Fix $n$ to $3$, this means there is a triangle inside $Q$ whose area at least $c_3 = \frac{3\sqrt{3}}{4\pi}$ of that of $Q$.

Notes

  • $\color{blue}{[1]}$ - For a proof of $(*1)$ when $n = 3$, see this answer by Christian Blatter.

  • $\color{blue}{[2]}$ - Christian Blatter's answer uses Steiner symmetrization. For more detail, please refer to
    Wilhelm Blaschke, Über affine Geometrie III: Eine Minimumeigenschaft der Ellipse. Leipziger Berichte 69 (1917), pages 3–12.

  • $\color{blue}{[3]}$ - E. Sas, Über eine Extremaleigenschaft der Ellipsen, Compositio Math. 6 (1939), 468–470.

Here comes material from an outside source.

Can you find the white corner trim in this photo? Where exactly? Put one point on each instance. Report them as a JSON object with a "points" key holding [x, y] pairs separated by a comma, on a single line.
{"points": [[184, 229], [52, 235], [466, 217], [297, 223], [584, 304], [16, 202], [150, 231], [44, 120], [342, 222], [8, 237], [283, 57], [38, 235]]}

The statement is true using any $c < \frac{3\sqrt{3}}{4\pi} \approx 0.413$, which is more than $ \frac38$. But I have tried and failed to find an easy proof.

EDITED A DAY LATER

If you impose a restriction on the number $s$ of sides in the convex polygon, the $c$ for that set of polygons becomes greater. For $s=3$, $c=1$ of course. For $s=4$ it is easy to show that $c=\frac12$: $c$ is at least $\frac12$, as demonstrated by a line connecting two non-adjacent vertices (one of the triangles thus formed must have at least half the area); and $c$ is at least $\frac12$, as demonstrated by a square.